The 1099-K in 2026: What Gig Drivers Actually Receive
- The federal 1099-K threshold is back to more than $20,000 AND more than 200 transactions (IRS IR-2025-107) - most gig drivers will not get one.
- The form that matters more for drivers: the 1099-NEC threshold rises from $600 to $2,000 for money earned in 2026.
- A 1099-K shows gross payments - before platform fees, refunds, and adjustments.
- No form does not mean no tax: all gig income is taxable, and your own log may be the only record of it.
- Several states still require forms at $600 or $1,000, so one can arrive anyway.
Will you actually get a 1099-K for 2026?
Most gig drivers will not receive a Form 1099-K for 2026. Under IRS news release IR-2025-107, a payment platform must send one only when your gross payments exceed $20,000 and your transaction count exceeds 200. Both conditions must be met - big dollars alone or a big trip count alone does not trigger the form.
The 1099-K itself is an information return filed by payment card networks and third party settlement organizations - the payment rails behind apps and marketplaces. It tells the IRS the gross amount that moved to you through that channel. It is not a bill, and it is not a statement of your profit.
How the threshold snapped back to $20,000
The $20,000-and-200 rule is the original threshold, restored. The American Rescue Plan Act of 2021 had cut it to $600 with no transaction minimum, a change the IRS delayed repeatedly and Congress ultimately repealed in 2025. The IRS confirmed the reversal in October 2025 in IR-2025-107.
Because the repeal was retroactive, the restored threshold governs the 1099-Ks drivers receive for both 2025 and 2026, per the IRS Form 1099-K FAQs. If you spent 2024 bracing for a blizzard of $600 forms, that future was cancelled - the paperwork burden moved back onto your own records instead.
Which form your platform actually sends
Delivery platforms mostly pay you directly as a contractor, so your earnings usually arrive on a 1099-NEC, not a 1099-K. Uber is the notable case that uses both: on-trip earnings can land on a 1099-K, while referrals and bonuses go on a 1099-NEC, per Uber's own tax documents page.
DoorDash reports Dasher pay on a 1099-NEC filed through Stripe and delivered in the Dasher app, per Stripe's Dasher guide. Instacart also files its 1099 forms through Stripe, with delivery in the Shopper app. We break down each platform's paperwork in our DoorDash taxes guide and Uber Eats taxes guide.
| Form | Who sends it to drivers | Trigger for 2026 earnings | What it shows |
|---|---|---|---|
| 1099-K | Payment platforms (card networks, TPSOs) - e.g.
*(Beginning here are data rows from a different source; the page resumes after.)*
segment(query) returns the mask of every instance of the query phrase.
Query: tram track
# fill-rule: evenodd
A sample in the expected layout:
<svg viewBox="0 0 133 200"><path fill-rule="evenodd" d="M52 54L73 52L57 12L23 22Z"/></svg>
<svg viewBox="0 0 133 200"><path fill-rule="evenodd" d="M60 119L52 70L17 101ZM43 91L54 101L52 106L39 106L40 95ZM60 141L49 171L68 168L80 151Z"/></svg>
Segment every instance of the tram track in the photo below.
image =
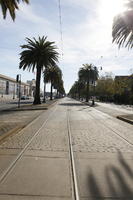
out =
<svg viewBox="0 0 133 200"><path fill-rule="evenodd" d="M95 108L93 108L93 109L95 109ZM95 109L95 110L97 111L97 109ZM98 112L101 112L101 111L98 111ZM101 112L101 113L102 113L102 112ZM96 118L95 118L90 112L87 113L87 114L89 114L89 115L95 120L95 123L96 123L96 124L101 125L101 123L98 122L98 121L96 121ZM118 136L119 138L121 138L124 142L126 142L126 143L128 143L129 145L132 145L132 146L133 146L133 143L132 143L132 142L130 142L129 140L127 140L125 137L121 136L121 135L118 133L118 131L116 131L116 130L114 130L113 128L111 128L108 124L106 124L106 123L104 123L104 122L102 121L102 125L104 125L104 127L106 127L106 128L108 128L109 130L111 130L113 134L117 135L117 136Z"/></svg>
<svg viewBox="0 0 133 200"><path fill-rule="evenodd" d="M46 126L47 122L49 122L51 116L56 112L58 103L56 103L56 108L48 115L48 117L45 119L43 124L40 126L40 128L36 131L36 133L30 138L30 140L26 143L26 145L23 147L23 149L17 154L12 160L12 162L7 166L7 168L3 171L3 173L0 176L0 185L4 182L4 180L12 173L15 166L19 163L19 161L23 158L25 155L25 152L28 150L29 146L33 142L33 140L39 136L41 130ZM73 151L73 144L72 144L72 135L71 135L71 127L70 127L70 121L69 121L69 108L66 109L67 112L67 133L68 133L68 151L69 151L69 163L70 163L70 176L71 176L71 185L72 188L72 199L73 200L80 200L79 197L79 189L78 189L78 182L77 182L77 174L76 174L76 168L75 168L75 158L74 158L74 151ZM31 126L32 124L37 122L37 118L32 121L28 126Z"/></svg>
<svg viewBox="0 0 133 200"><path fill-rule="evenodd" d="M72 181L73 181L73 198L74 200L80 200L79 197L79 189L78 189L78 181L77 181L77 174L76 174L76 164L74 158L74 151L72 145L72 134L71 134L71 127L69 121L69 108L67 109L67 127L68 127L68 140L69 140L69 148L70 148L70 163L71 163L71 171L72 171Z"/></svg>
Uber for on-trip earnings | Over $20,000 and over 200 transactions | Gross payments, unadjusted for fees or refunds |
| 1099-NEC | Platforms paying contractor compensation - DoorDash pay, Uber bonuses and referrals | $2,000 or more paid in 2026 | Nonemployee compensation |
| No form | Nobody | Below both thresholds | Nothing - the income is still fully taxable |
The change that matters more: the 1099-NEC jumps to $2,000
For delivery drivers, the bigger 2026 story is the 1099-NEC. For payments made after December 31, 2025, the reporting threshold rises from $600 to $2,000, per the IRS instructions for Forms 1099-MISC and 1099-NEC. Earn $1,900 on a platform in 2026 and you may get no form at all.
Two details worth knowing. First, timing: the new threshold applies to money earned in calendar year 2026, so the first forms affected are the ones issued in early 2027 - forms for 2025 earnings still used the $600 rule. Second, the IRS says the $2,000 amount may be adjusted for inflation beginning in 2027. Part-time drivers and multi-appers who spread earnings across three or four platforms are the most likely to fall under the line on every one of them.
What the 1099-K number really shows
A 1099-K reports the gross amount of your payment transactions - the total before anything comes out. The IRS states it plainly: the Box 1a figure "doesn't include adjustments for fees, credits, refunds, shipping, cash equivalents or discounts," per the Form 1099-K FAQs. It is not your profit, and often not even your deposit total.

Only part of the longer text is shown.